Orbital construction and conversion

The first step for a DMFT calculation is to provide the necessary input based on a DFT calculation. We will not review how to do the DFT calculation here in this documentation, but refer the user to the documentation and tutorials that come with the actual DFT package. Here, we will describe how to use output created by Wien2k, as well as how to use the light-weight general interface.

Interface with Wien2k

We assume that the user has obtained a self-consistent solution of the Kohn-Sham equations. We further have to require that the user is familiar with the main in/output files of Wien2k, and how to run the DFT code.

Conversion for the DMFT self-consistency cycle

First, we have to write the necessary quantities into a file that can be processed further by invoking in a shell the command

x lapw2 -almd

We note that any other flag for lapw2, such as -c or -so (for spin-orbit coupling) has to be added also to this line. This creates some files that we need for the Wannier orbital construction.

The orbital construction itself is done by the Fortran program dmftproj. For an extensive manual to this program see TutorialDmftproj.pdf. Here we will only describe the basic steps.

Let us take the compound SrVO3, a commonly used example for DFT+DMFT calculations. The input file for dmftproj looks like

3                ! Nsort
1 1 3            ! Mult(Nsort)
3                ! lmax
complex          ! choice of angular harmonics
1 0 0 0          ! l included for each sort
0 0 0 0          ! If split into ireps, gives number of ireps. for a given orbital (otherwise 0)
cubic            ! choice of angular harmonics
1 1 2 0          ! l included for each sort
0 0 2 0          ! If split into ireps, gives number of ireps. for a given orbital (otherwise 0)
01               !
0                ! SO flag
complex          ! choice of angular harmonics
1 1 0 0          ! l included for each sort
0 0 0 0          ! If split into ireps, gives number of ireps. for a given orbital (otherwise 0)
-0.11 0.14

The first three lines give the number of inequivalent sites, their multiplicity (to be in accordance with the Wien2k struct file) and the maximum orbital quantum number \(l_{max}\). In our case our struct file contains the atoms in the order Sr, V, O.

Next we have to specify for each of the inequivalent sites, whether we want to treat their orbitals as correlated or not. This information is given by the following 3 to 5 lines:

  1. We specify which basis set is used (complex or cubic harmonics).
  2. The four numbers refer to s, p, d, and f electrons, resp.

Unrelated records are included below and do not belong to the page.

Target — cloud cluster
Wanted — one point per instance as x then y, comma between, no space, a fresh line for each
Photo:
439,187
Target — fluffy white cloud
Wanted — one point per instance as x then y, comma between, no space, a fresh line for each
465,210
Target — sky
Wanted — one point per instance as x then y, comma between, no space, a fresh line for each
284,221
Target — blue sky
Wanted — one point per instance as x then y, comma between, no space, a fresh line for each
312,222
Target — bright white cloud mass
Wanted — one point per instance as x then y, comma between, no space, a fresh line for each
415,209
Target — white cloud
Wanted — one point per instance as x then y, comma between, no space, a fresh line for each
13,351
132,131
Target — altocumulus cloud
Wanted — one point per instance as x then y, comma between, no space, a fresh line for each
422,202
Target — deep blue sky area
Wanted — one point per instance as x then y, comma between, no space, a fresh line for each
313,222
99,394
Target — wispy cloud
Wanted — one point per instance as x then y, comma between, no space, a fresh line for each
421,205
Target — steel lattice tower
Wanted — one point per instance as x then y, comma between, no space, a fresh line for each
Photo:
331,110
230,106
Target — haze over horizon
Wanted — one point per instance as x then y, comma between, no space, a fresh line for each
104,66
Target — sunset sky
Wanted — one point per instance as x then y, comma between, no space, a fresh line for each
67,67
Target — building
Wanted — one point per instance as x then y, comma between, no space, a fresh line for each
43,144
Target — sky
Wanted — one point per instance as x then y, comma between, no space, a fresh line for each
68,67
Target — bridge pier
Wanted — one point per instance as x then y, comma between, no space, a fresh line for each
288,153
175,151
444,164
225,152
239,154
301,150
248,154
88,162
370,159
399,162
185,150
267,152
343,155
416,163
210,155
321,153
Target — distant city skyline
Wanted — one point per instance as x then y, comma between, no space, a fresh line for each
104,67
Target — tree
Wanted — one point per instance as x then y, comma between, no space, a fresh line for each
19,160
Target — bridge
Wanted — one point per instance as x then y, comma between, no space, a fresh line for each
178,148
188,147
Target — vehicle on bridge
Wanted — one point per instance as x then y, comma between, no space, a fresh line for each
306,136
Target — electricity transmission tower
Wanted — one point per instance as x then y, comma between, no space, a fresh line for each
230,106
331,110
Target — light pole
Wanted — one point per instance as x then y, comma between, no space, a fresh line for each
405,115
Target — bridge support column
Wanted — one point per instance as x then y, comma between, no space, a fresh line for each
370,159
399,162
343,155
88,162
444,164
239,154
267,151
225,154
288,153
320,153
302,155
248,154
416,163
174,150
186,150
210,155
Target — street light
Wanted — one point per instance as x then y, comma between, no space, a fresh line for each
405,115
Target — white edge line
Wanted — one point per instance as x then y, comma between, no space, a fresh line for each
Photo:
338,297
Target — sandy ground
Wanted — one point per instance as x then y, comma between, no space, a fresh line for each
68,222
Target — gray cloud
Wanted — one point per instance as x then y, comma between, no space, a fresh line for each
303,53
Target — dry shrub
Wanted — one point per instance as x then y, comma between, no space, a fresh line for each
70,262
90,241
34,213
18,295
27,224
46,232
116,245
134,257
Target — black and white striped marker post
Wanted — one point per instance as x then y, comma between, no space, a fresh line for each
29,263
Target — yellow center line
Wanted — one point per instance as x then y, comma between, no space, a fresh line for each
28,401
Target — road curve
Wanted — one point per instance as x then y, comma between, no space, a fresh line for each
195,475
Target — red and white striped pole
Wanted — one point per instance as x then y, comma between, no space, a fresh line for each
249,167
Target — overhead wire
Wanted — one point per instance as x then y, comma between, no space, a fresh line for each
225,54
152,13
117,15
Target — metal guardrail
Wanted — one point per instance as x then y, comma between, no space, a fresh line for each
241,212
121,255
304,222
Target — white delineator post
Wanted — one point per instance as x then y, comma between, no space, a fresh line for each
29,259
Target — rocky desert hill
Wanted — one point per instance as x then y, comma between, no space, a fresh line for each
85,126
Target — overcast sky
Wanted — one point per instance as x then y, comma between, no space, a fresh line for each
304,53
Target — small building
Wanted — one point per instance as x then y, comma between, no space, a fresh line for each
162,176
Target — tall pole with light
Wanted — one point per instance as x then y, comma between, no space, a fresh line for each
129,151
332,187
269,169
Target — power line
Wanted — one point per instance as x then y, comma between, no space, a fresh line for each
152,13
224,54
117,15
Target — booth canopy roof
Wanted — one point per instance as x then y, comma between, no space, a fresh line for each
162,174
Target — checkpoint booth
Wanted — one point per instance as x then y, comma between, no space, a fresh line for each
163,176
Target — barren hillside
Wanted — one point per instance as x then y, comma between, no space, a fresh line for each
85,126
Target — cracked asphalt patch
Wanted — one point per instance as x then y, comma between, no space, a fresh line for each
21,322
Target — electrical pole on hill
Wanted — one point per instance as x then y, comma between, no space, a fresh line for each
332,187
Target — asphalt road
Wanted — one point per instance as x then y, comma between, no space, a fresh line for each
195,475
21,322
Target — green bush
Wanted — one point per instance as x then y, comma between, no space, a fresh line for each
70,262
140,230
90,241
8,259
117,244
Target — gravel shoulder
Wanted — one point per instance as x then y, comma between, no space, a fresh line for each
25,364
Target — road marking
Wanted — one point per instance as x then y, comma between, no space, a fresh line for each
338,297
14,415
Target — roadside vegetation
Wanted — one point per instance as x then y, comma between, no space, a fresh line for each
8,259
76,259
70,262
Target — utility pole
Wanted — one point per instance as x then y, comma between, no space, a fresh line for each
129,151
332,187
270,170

Putting 0 means doing nothing, putting 1 will calculate unnormalized projectors in compliance with the Wien2k definition. The important flag is 2, this means to include these electrons as correlated electrons, and calculate normalized Wannier functions for them. In the example above, you see that only for the vanadium d we set the flag to 2. If you want to do simply a DMFT calculation, then set everything to 0, except one flag 2 for the correlated electrons.
  3. In case you have a irrep splitting of the correlated shell, you can specify here how many irreps you have. You see that we put 2, since eg and t2g symmetries are irreps in this cubic case. If you don’t want to use this splitting, just put 0.
  4. (optional) If you specifies a number different from 0 in above line, you have to tell now, which of the irreps you want to be treated correlated. We want to t2g, and not the eg, so we set 0 for eg and 1 for t2g. Note that the example above is what you need in 99% of the cases when you want to treat only t2g electrons. For eg’s only (e.g. nickelates), you set 10 and 01 in this line.
  5. (optional) If you have specified a correlated shell for this atom, you have to tell if spin-orbit coupling should be taken into account. 0 means no, 1 is yes.

These lines have to be repeated for each inequivalent atom.

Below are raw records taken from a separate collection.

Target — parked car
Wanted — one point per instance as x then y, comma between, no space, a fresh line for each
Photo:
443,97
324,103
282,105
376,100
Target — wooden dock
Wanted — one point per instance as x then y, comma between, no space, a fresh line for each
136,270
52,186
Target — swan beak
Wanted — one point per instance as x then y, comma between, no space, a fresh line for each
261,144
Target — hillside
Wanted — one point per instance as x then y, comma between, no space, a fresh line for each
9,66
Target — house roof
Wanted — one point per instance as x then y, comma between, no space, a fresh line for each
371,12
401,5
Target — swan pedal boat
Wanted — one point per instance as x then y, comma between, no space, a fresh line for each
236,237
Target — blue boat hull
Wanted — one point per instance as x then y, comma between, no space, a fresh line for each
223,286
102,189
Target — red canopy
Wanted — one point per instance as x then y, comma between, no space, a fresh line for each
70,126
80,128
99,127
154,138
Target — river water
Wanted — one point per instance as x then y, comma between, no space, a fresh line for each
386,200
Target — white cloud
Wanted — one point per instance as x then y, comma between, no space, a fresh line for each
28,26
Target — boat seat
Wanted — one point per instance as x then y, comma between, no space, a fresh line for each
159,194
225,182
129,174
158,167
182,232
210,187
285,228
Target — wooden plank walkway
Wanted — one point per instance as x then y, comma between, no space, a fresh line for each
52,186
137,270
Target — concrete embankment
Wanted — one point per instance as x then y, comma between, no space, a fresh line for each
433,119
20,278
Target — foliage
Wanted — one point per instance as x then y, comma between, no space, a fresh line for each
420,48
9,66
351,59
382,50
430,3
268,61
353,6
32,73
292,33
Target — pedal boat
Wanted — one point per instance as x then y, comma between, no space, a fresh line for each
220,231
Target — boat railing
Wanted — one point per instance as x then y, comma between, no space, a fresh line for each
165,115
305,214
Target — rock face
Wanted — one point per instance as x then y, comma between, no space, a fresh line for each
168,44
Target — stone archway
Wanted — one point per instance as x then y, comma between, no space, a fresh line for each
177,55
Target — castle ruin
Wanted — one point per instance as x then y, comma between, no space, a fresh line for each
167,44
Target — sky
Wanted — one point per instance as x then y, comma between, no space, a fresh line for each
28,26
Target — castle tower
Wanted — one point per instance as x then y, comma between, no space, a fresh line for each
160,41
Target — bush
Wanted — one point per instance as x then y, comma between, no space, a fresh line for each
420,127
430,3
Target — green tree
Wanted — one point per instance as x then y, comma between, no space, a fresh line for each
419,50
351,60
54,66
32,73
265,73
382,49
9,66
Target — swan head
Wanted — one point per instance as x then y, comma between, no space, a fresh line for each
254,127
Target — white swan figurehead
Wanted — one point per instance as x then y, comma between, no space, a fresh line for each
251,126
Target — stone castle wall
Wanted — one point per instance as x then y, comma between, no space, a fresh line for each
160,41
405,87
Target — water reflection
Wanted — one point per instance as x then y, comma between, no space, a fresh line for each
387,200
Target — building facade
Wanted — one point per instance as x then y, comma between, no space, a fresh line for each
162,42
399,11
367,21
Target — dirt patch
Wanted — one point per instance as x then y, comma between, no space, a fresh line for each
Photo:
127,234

The last line gives the energy window, relative to the Fermi energy, that is used for the projective Wannier functions. Note that, in accordance with Wien2k, we give energies in Rydberg units!

After setting up this input file, you run:

dmftproj

Again, adding possible flags like -so for spin-orbit coupling. This program produces the following files (in the following, take case as the standard Wien2k place holder, to be replaced by the actual working directory name):

  • case.ctqmcout and case.symqmc containing projector operators and symmetry operations for orthonormalized Wannier orbitals, respectively.
  • case.parproj and case.sympar containing projector operators and symmetry operations for uncorrelated states, respectively. These files are needed for projected density-of-states or spectral-function calculations in post-processing only.
  • case.oubwin needed for the charge density recalculation in the case of fully self-consistent DFT+DMFT run (see below).

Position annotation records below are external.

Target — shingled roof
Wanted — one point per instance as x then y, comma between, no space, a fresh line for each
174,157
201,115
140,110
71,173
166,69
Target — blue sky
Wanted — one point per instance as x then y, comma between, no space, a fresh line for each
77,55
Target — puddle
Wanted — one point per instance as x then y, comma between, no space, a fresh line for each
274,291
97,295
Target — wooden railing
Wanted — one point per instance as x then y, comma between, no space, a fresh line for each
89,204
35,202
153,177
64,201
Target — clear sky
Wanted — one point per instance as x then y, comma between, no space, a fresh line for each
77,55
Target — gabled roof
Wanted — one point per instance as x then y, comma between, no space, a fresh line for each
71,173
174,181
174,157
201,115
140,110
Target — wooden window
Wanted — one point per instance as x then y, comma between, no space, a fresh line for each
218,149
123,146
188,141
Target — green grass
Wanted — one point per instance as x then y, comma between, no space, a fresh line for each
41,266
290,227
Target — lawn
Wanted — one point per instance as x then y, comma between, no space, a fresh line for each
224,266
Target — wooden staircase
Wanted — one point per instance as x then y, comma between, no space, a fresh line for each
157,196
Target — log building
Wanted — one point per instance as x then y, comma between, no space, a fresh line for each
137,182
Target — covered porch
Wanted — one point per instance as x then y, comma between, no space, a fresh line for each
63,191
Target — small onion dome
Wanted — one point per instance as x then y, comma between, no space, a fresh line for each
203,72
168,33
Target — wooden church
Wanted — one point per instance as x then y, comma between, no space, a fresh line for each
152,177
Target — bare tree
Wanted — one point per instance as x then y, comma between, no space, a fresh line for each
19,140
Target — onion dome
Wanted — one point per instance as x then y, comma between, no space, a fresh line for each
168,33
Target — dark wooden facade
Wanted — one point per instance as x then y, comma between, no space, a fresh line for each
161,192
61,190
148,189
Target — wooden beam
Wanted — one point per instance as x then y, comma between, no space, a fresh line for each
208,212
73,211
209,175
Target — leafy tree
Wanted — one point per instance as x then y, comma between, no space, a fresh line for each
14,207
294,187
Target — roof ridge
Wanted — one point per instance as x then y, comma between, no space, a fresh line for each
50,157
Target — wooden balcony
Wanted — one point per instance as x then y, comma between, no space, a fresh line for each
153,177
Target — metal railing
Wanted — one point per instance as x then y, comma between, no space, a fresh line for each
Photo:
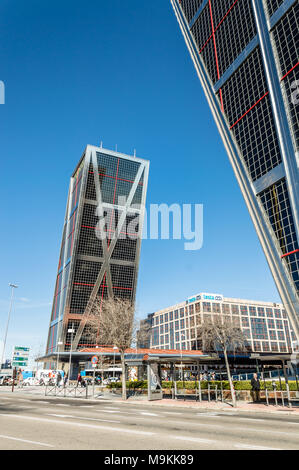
66,392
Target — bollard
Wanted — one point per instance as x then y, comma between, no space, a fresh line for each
289,396
282,398
267,398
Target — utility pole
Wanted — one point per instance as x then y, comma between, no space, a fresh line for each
13,286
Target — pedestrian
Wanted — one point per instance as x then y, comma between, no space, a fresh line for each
58,379
255,388
20,378
65,379
79,380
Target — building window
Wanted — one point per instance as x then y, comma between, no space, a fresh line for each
225,309
277,313
206,306
272,334
280,335
269,312
244,310
155,336
259,328
216,308
279,325
252,311
261,311
235,310
271,324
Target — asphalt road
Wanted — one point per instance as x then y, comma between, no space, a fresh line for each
37,422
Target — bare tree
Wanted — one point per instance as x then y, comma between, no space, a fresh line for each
223,334
111,322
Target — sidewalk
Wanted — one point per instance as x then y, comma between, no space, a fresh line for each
166,402
215,406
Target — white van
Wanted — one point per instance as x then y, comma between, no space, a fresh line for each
46,375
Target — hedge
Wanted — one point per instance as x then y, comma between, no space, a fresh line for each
238,385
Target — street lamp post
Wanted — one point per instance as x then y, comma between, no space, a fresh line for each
182,334
59,343
114,349
72,331
13,286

Now we convert these files into an hdf5 file that can be used for the DMFT calculations. For this purpose we use the python module Wien2kConverter. It is initialized as:

from pytriqs.applications.dft.converters.wien2k_converter import *
Converter = Wien2kConverter(filename = case)

The only necessary parameter to this construction is the parameter filename. It has to be the root of the files produces by dmftproj. For our example, the Wien2k naming convention is that all files are called the same, for instance SrVO3.*, so you would give filename = “SrVO3”. The constructor opens an hdf5 archive, named case.h5, where all the data is stored. For other parameters of the constructor please visit the Converters section of the reference manual.

After initializing the interface module, we can now convert the input text files to the hdf5 archive by:

Converter.convert_dft_input()

This reads all the data, and stores it in the file case.h5. In this step, the files case.ctqmcout and case.symqmc have to be present in the working directory.

After this step, all the necessary information for the DMFT loop is stored in the hdf5 archive, where the string variable Converter.hdf_filename gives the file name of the archive.

At this point you should use the method dos_wannier_basis contained in the module SumkDFTTools to check the density of states of the Wannier orbitals (see Tools for analysis).

You have now everything for performing a DMFT calculation, and you can proceed with the section on single-shot DFT+DMFT calculations.

Data for post-processing

In case you want to do post-processing of your data using the module SumkDFTTools, some more files have to be converted to the hdf5 archive. For instance, for calculating the partial density of states or partial charges consistent with the definition of Wien2k, you have to invoke:

Converter.convert_parproj_input()

This reads and converts the files case.parproj and case.sympar.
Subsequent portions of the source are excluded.